Three state governments joined the Commonwealth's side in the High Court case, supporting the restrictions used to discipline Ms Banerji and defending their own limits on free speech in the bureaucracy.
The court's decision is a win for federal and state governments and will clarify their limits in responding to public, political comments from their staff.
Greg Barns from the Australian Lawyers Alliance said the result showed Australians' free speech wasn't protected.
"This case shows that Australians lack fundamental protections such as freedom of speech. The lack of a national human rights charter means government can shut down dissent far too easily," he said.
Community and Public Sector Union national secretary Nadine Flood labelled the decision disappointing and said it could affect almost two million Australians working across the federal, state and local governments.
"People working in Commonwealth agencies should be allowed normal rights as citizens rather than facing Orwellian censorship because of where they work," she said.
"At the end of the day the government has a responsibility to protect freedom of speech.
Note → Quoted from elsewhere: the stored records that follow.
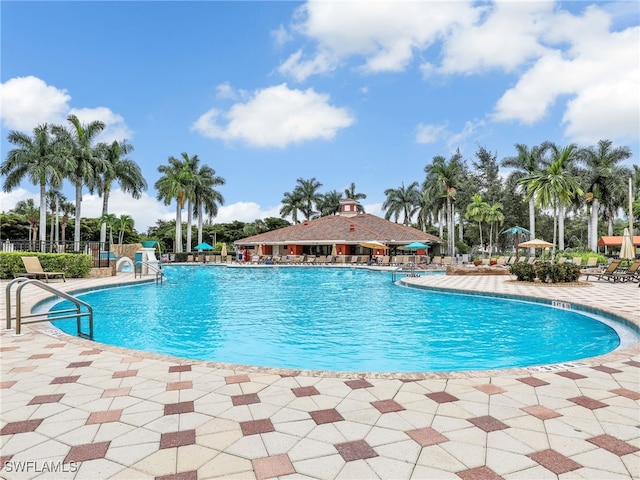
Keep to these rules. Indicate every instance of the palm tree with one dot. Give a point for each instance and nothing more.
(552, 187)
(443, 178)
(477, 211)
(54, 199)
(402, 201)
(123, 225)
(206, 197)
(351, 193)
(309, 196)
(172, 186)
(493, 215)
(82, 161)
(330, 203)
(36, 158)
(291, 205)
(116, 167)
(527, 162)
(606, 181)
(27, 208)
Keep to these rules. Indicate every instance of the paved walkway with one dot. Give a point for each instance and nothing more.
(71, 408)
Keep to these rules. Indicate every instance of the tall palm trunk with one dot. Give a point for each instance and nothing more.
(595, 211)
(532, 223)
(76, 227)
(178, 245)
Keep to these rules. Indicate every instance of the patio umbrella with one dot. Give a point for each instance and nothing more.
(415, 246)
(203, 246)
(627, 250)
(517, 231)
(374, 244)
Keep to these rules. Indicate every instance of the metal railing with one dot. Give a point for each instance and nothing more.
(137, 270)
(75, 312)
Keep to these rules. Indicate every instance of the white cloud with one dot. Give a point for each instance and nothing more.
(276, 117)
(430, 133)
(28, 102)
(387, 34)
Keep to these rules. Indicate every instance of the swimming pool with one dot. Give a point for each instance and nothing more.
(338, 319)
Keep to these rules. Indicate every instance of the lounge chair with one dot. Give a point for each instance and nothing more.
(34, 270)
(607, 274)
(632, 273)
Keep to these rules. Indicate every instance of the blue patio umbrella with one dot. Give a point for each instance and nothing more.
(203, 246)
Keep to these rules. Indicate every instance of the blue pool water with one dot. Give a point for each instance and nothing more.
(339, 319)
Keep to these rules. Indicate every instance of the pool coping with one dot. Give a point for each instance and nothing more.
(616, 355)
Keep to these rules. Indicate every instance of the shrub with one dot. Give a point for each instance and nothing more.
(524, 272)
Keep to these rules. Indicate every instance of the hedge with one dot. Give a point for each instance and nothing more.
(73, 265)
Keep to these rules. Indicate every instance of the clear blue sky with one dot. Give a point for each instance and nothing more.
(363, 92)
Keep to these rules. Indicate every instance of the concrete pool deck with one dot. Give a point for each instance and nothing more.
(71, 408)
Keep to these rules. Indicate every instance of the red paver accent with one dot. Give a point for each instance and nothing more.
(305, 391)
(356, 450)
(254, 427)
(177, 439)
(183, 385)
(88, 451)
(613, 445)
(571, 375)
(23, 369)
(586, 402)
(543, 413)
(131, 360)
(426, 437)
(94, 351)
(46, 399)
(60, 380)
(605, 369)
(489, 389)
(360, 383)
(237, 379)
(192, 475)
(79, 364)
(533, 381)
(625, 392)
(116, 392)
(106, 416)
(20, 427)
(176, 408)
(387, 406)
(270, 467)
(442, 397)
(554, 461)
(326, 416)
(38, 356)
(479, 473)
(245, 399)
(179, 368)
(488, 423)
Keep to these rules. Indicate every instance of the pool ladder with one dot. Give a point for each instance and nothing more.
(75, 312)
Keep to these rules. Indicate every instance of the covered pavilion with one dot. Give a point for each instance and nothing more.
(340, 234)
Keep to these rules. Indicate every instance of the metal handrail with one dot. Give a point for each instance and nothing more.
(139, 264)
(76, 312)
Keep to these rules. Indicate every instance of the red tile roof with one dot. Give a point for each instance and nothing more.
(342, 229)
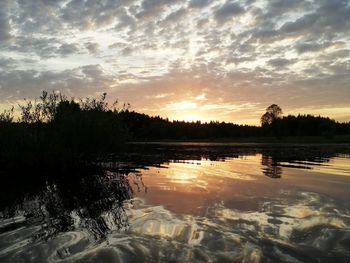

The Morrison government needs to demonstrate that it prioritises democratic rights, with a social media policy that reflects the real world.
"The notion that the mum of a gay son who happens to work in Centrelink can't like a Facebook post on marriage equality without endangering her job is patently absurd."
Ms Banerji was the author of tweets criticising the government's asylum seeker policies, written from 2012 under a pseudonym LaLegale, before she was detected and later outed by the Immigration Department.
She tweeted in her own time, except on one occasion, and didn't disclose any confidential information.
Lawyers for the federal government, speaking at the High Court in March, defended the limits on political expression that brought on Ms Banerji's dismissal.
Solicitor-General Stephen Donaghue told judges the restrictions protected the bureaucracy's impartial role.
The freedom of speech implied in Australia's constitution accommodated the need for an apolitical public service, making the restrictions constitutional, he said.
Mr Donaghue denied the laws were a blanket prohibition on political communication from bureaucrats, saying they only controlled free speech to the extent it risked the apolitical role of the public service.
The former public servant's lawyers said the public needed to know about the non-confidential workings of the bureaucracy and restrictions to free speech for bureaucrats impeded the flow of this information.
Lawyer Ron Merkel said rules that brought on Ms Banerji's sacking applied too broadly by letting public service employers sanction staff for creating the risk of harm to the bureaucracy's apolitical reputation, in the case they were later identified.
Ms Banerji previously lost a high-profile attempt to stop her dismissal in the Federal Circuit Court in 2013, a decision seen as likely to curtail other bureaucrats' use of social media when judge Warwick Neville found Australians had no "unfettered implied right (or freedom) of political expression".